# Latvian: Jūs esat manējo eņģeli



## Nova_lady

HOLA A TODOS!!! Necesito saber que significa esa frase *Jūs esat manējo eņģeli*

... Creo que es latvia, pero, no tengo la más mínima idea de qué significa...Alguien me puede ayudar??

Oops! Estaba incompleta es

*Jūs esat manējo eņģeli ... Jūs esat manā sirdī ..!*


----------



## deine

Hola,

As I understand it means: You are my angel..... You are my heart. 
I am not absolutely sure


----------



## Nova_lady

Yes... That's the translation! Thank you very much anyways.  

Take care!


----------



## Flaminius

Sveika, *deine*.

I am trying to analyse the grammar of this sentence.  Maybe you could tell me why _manējo eņģeli_ is in singular accusative?  With _Jūs esat_ in plural, I thought the predicate should be something like; _manējie eņģeļi_.


----------



## deine

deine said:


> Hola,
> 
> As I understand it means: You are my angel..... You are my heart.
> I am not absolutely sure


 
Maybe second phrase means: you are *in*  my heart.


----------



## deine

Flaminius said:


> Sveika, *deine*.
> 
> I am trying to analyse the grammar of this sentence. Maybe you could tell me why _manējo eņģeli_ is in singular accusative? With _Jūs esat_ in plural, I thought the predicate should be something like; _manējie eņģeļi_.


 
_Jūs esat_ - in this sentence is singular polite form, that is why _manējo eņģeli_ is in singular accusative.


----------



## Flaminius

Oh, _Jūs esat_ as a polite reference to a singular person makes the predicate singular accusative?  Something new to me.  Thanks!


----------



## karuna

*



			Jūs esat manējo eņģeli
		
Click to expand...

*It sounds ungrammatical and probably is said by a non-native.

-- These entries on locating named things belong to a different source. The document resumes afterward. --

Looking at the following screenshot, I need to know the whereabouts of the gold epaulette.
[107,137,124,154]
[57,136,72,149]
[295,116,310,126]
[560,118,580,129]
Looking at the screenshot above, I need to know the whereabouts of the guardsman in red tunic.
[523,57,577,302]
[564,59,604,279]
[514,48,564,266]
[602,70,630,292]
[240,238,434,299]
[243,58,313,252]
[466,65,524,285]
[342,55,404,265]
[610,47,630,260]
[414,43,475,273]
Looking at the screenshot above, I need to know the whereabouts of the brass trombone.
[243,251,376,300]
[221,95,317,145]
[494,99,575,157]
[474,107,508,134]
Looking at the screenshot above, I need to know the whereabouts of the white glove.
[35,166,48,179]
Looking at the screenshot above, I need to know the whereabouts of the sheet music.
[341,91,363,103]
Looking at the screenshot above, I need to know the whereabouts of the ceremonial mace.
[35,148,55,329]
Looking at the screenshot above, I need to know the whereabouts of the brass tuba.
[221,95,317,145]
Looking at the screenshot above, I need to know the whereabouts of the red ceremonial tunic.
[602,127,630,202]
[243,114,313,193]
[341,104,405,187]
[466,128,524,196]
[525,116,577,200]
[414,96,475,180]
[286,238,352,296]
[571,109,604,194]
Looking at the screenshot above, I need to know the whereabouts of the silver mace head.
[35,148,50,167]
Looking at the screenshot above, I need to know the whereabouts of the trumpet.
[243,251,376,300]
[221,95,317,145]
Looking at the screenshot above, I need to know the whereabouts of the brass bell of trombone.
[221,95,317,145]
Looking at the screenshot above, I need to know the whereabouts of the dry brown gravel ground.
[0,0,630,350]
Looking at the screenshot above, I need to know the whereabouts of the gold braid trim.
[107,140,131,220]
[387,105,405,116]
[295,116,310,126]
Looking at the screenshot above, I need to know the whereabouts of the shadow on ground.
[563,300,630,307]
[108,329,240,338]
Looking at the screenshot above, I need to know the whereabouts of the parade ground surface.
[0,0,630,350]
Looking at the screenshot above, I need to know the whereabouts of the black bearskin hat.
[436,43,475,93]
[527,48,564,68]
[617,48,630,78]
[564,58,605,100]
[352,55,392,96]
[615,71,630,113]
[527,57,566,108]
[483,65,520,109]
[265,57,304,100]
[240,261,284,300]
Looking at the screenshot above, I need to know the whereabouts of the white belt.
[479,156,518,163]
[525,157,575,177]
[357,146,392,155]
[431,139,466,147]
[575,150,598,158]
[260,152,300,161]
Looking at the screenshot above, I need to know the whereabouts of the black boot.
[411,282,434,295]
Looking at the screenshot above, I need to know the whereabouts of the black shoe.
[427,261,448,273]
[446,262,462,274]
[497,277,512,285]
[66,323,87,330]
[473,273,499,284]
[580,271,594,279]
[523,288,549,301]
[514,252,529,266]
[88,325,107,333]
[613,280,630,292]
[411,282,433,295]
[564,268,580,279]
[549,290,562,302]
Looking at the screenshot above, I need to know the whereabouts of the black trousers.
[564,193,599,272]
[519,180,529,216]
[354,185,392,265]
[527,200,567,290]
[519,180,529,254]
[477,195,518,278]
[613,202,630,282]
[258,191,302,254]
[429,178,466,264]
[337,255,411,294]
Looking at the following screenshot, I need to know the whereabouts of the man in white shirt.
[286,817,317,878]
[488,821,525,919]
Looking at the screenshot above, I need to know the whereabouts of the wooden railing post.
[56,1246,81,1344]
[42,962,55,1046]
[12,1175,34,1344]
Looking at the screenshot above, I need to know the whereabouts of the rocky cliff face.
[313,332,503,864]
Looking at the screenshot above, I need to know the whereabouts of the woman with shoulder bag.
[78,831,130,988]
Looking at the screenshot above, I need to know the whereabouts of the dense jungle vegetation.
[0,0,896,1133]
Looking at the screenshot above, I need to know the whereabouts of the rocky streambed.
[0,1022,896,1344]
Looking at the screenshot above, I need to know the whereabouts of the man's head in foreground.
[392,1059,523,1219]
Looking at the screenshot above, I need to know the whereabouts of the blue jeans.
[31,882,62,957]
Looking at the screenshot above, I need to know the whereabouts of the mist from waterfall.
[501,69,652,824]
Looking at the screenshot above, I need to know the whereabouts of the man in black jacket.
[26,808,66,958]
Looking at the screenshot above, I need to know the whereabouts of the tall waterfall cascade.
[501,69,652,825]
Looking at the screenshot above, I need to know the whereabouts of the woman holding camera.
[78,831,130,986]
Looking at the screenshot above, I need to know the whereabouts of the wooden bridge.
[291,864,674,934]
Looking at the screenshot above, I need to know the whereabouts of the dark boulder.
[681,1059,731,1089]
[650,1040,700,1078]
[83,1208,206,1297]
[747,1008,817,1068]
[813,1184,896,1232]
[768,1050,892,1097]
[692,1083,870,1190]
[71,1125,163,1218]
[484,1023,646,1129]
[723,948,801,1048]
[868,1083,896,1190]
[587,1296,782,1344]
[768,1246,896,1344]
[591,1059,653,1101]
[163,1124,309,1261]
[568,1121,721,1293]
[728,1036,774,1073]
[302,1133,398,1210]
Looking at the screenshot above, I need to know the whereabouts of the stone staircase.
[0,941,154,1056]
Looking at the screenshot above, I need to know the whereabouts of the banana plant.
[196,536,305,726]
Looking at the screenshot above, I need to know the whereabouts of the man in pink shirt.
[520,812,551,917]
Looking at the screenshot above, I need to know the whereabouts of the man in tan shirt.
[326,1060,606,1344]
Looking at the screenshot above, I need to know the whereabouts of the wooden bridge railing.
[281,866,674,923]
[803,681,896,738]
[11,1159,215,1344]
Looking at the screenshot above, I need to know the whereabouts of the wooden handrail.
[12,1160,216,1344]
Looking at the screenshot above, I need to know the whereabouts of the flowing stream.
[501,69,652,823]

The accusative case is not necessary here and using the polite singular, saying intimate things is also not natural in Latvian. But I perceive _manējo eņģeli _as the vocative case that is still grammatically out of place but better reflects speaker's intention.


----------



## Orion7

Nova_lady said:


> *Jūs esat manējo eņģeli ... Jūs esat manā sirdī ..!*


Literary it would be: «_Jūs esat mans eņģelis. Jūs esat mana sirds (manā sirdī)_».


----------